Jason Cloth manages risk in his film-financing business just like he did as an investment banker, scrutinizing deals with one big question in mind: “How do I not get screwed?”
That means staying focused on business and not getting bedazzled by the glitz and glamor of Hollywood.
“People play on the vanity of it,” Cloth, 53, said in an interview at Bloomberg’s Toronto office. “But if you strip away the vanity, bright lights and you run it as an asset-backed lending play, then you just dig into the value and understand it.”
The approach appears to be working. The founder and chief executive officer of Toronto-based Creative Wealth Media has poured more than $750 million into backing films over a decade. That’s made him one of the biggest private financiers in the industry and generated returns of 8% to 11% for investors of the firm’s debt fund, according to Cloth.
Critical Acclaim
What may be Creative Wealth’s biggest money maker is about to be released: “Joker” (starring Joaquin Phoenix) which is being shown at the Toronto International Film Festival Monday after premiering to critical acclaim in Venice, where it won the top prize Saturday.
The movie could draw as much as $263 million in the U.S. and Canada after its opening in theaters Oct. 4, according to an estimate from Exhibitor Relations Co. With a budget well below typical superhero films, “Joker” could turn a tidy profit for Creative Wealth, which helped provide $25 million of the film’s $55 million in production costs.
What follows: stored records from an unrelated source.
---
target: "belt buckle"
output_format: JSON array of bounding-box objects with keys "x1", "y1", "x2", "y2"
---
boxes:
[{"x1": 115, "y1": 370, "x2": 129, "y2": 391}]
Two other big projects are lined up right behind. “Bombshell,” about the Roger Ailes Fox News scandal, stars Nicole Kidman, Margot Robbie and Charlize Theron, and Apple TV’s “The Morning Show,” with Reese Witherspoon, Jennifer Aniston and Steve Carell.
Backing a winner is no easy feat in a field that famously devours money and relies on often-capricious audiences. “The Birth of a Nation,” which Creative Wealth backed, generated a lot of Oscar buzz in 2016 but flopped at the box office. Recent bombs include “Dark Phoenix,” a superhero film that prompted a huge write-off at Walt Disney Co., and “The Kitchen,” a Melissa McCarthy action movie that Cloth also backed, but took in just $14.7 million worldwide.